Yeah Yeah Yeahs were an integral part of defining the early 2000s, and ‘Maps’ has taken on a life of its own since being released in 2003 as part of their debut album, Fever To Tell, much to the bemusement of Karen O herself.
The group were at the epicentre of the Meet Me In The Bathroom era of New York after forming in 2000, and there was no place better to be for an emerging band than the Big Apple. It didn’t take them long to start building a reputation and become one of the most fashionable acts in NYC.
Long before they released their debut album, Yeah Yeah Yeahs had started supporting the likes of The Strokes and The White Stripes before sharing their self-titled EP in 2001.
Following the light on the city, labels were desperate to discover the next big thing from New York, and Yeah Yeah Yeahs lived up to the mighty expectations rested on their shoulders from the industry.
Interestingly, they turned down offers from major labels and instead chose to self-finance their debut rather than accepting a lucrative contract. This brave decision meant Yeah Yeah Yeahs couldn’t be dictated to, and their first offering would be on their own terms.

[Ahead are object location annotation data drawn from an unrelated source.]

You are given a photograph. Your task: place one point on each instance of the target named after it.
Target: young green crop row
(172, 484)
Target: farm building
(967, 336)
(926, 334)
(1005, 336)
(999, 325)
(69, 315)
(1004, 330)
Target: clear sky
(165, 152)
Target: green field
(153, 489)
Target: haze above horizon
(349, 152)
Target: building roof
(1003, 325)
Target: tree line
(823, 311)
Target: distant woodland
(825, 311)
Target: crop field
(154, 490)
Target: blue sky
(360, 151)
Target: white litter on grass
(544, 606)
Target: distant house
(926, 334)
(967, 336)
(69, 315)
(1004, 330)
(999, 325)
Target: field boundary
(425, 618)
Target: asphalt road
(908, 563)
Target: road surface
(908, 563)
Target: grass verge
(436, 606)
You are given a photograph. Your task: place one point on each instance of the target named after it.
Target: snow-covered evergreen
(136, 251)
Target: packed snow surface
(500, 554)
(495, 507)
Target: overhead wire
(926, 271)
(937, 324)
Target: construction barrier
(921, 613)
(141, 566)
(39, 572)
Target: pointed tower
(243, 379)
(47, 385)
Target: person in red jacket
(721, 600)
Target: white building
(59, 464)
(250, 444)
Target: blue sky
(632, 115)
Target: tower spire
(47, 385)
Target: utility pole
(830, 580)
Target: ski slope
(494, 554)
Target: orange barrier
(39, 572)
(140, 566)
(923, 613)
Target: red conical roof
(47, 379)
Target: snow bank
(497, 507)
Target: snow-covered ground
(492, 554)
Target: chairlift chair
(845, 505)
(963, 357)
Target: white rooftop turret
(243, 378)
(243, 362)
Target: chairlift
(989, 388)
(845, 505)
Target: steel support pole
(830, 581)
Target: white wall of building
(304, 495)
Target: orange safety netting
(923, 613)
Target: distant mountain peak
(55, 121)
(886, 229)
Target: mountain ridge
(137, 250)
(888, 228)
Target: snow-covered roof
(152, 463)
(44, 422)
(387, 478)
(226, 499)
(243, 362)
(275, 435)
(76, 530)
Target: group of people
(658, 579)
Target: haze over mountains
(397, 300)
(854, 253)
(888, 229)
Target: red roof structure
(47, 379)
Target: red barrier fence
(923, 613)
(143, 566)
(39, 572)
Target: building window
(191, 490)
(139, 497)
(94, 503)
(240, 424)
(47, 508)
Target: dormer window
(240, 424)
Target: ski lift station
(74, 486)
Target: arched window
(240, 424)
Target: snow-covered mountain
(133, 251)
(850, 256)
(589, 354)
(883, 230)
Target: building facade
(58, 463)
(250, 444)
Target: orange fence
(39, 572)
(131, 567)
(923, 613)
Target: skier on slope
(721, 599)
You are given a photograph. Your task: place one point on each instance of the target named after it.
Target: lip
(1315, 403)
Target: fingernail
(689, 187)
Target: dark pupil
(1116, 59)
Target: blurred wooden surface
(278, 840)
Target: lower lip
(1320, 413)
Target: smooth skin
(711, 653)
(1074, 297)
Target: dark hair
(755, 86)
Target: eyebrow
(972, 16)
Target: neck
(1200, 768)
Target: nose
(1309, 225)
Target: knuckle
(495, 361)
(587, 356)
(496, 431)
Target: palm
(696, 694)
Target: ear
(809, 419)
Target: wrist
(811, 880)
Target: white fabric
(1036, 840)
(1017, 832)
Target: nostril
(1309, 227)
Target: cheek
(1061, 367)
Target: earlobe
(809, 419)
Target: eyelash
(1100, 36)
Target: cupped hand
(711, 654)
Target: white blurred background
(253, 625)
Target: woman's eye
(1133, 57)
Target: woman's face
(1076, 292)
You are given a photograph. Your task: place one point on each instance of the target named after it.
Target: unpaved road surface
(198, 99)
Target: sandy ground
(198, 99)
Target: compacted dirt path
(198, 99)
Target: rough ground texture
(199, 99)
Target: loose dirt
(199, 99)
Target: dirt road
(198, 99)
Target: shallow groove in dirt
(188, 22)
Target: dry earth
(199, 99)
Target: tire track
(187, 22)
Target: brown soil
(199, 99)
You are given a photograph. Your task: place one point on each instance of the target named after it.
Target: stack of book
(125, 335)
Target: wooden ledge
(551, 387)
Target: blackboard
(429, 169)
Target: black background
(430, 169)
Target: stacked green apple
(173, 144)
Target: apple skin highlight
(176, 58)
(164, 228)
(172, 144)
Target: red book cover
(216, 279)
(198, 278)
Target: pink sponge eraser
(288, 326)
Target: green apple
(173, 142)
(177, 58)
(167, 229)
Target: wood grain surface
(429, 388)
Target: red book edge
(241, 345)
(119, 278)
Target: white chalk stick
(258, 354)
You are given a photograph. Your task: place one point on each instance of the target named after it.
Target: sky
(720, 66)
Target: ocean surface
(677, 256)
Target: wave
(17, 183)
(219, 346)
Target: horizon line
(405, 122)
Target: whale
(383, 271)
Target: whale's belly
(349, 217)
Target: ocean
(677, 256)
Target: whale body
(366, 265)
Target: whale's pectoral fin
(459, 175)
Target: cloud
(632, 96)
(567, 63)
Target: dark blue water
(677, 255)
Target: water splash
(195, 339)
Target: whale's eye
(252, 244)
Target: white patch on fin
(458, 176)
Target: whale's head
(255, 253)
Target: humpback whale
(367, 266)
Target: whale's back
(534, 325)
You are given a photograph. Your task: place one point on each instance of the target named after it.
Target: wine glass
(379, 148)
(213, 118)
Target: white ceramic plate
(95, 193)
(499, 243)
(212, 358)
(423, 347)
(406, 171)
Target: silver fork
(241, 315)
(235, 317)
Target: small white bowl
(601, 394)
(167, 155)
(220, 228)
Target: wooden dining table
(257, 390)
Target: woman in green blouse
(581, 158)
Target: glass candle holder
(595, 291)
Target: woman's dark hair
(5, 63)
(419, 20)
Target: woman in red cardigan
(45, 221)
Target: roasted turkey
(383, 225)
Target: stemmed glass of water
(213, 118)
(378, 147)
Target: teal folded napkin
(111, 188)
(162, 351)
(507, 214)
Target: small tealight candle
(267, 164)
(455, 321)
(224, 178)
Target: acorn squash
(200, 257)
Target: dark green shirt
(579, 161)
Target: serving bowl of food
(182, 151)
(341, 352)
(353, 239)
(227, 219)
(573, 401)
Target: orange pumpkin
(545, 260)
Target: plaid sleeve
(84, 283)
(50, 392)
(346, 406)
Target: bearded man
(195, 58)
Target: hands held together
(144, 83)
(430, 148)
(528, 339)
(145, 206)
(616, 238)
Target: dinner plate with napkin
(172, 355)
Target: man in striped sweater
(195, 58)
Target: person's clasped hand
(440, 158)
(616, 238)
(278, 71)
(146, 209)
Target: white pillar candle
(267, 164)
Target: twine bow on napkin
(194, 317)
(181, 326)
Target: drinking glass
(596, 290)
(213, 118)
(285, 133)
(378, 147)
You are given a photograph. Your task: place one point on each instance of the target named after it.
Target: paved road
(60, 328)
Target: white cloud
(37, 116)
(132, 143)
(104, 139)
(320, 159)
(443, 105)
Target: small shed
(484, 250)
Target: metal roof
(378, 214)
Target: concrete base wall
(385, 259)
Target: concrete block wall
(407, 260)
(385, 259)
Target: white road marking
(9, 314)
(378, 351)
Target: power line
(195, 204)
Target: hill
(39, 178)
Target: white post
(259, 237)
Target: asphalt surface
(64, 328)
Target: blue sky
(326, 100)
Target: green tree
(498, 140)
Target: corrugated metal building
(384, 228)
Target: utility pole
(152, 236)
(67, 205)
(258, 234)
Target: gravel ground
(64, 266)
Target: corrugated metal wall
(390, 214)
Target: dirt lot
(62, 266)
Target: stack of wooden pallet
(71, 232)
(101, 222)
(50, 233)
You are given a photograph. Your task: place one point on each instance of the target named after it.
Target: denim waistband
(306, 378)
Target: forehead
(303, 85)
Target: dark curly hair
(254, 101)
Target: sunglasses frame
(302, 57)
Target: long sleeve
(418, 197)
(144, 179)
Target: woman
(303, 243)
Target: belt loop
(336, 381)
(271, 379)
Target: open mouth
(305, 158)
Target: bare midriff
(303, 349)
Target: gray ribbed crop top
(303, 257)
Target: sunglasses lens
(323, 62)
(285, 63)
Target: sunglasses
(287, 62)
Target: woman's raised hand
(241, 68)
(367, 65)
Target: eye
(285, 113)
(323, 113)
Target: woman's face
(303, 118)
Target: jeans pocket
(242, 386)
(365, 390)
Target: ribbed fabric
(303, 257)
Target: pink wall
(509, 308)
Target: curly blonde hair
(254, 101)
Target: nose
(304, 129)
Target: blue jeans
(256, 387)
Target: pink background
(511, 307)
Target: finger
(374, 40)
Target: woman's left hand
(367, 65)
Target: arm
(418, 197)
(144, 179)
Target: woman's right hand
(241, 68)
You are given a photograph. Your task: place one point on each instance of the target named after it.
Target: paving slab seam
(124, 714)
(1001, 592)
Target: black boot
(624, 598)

‘Maps’ was elected as the third single from Fever To Tell and quickly became a hit on alternative radio. As the years have gone on, the track’s magic has only grown, and their opus has proved to be a love song for the ages.
The effort has been covered by esteemed artists such as Arcade Fire, The White Stripes, and Anderson .Paak, but Karen O can’t comprehend why people have taken ‘Maps’ so strongly to their hearts. Speaking on BBC Radio 6’s The First Time with Matt Everitt in 2019, O explained: “I’m fascinated by it, I really am.”
The frontwomen continued: “I’m endlessly curious about that song because it’s just strange to me. It was one of the earliest songs that we wrote for the [first] record. I remember it was like a daydream making that song; it just happened so kinda effortlessly and so incidentally.”
In the same interview, O also revealed how ‘Maps’ was born out of a sample made by guitarist Nick Zinner which quickly morphed into the full track. “I was walking past his door, I heard the sample and came in and I was like, ‘What is that?’ And then five minutes later I was singing basically the lyrics to it and then it was there. It was like one of those songs that wrote itself in like five minutes.”
She added: “And then yeah, it’s done pretty well for itself since then [Laughs]. It’s a love song, and there’s just not a lot of bands that have one of their biggest songs as a love song. So I’m pretty stoked about that, too.”
Five minutes of inspiration was all Karen O needed to write her masterpiece, and the track will remain synonymous with her forever. The raw emotion she poured from her heart into the song is authentic, which you feel as a listener, and that alone explains the unlikely mass appeal of Yeah Yeahs’ finest hour.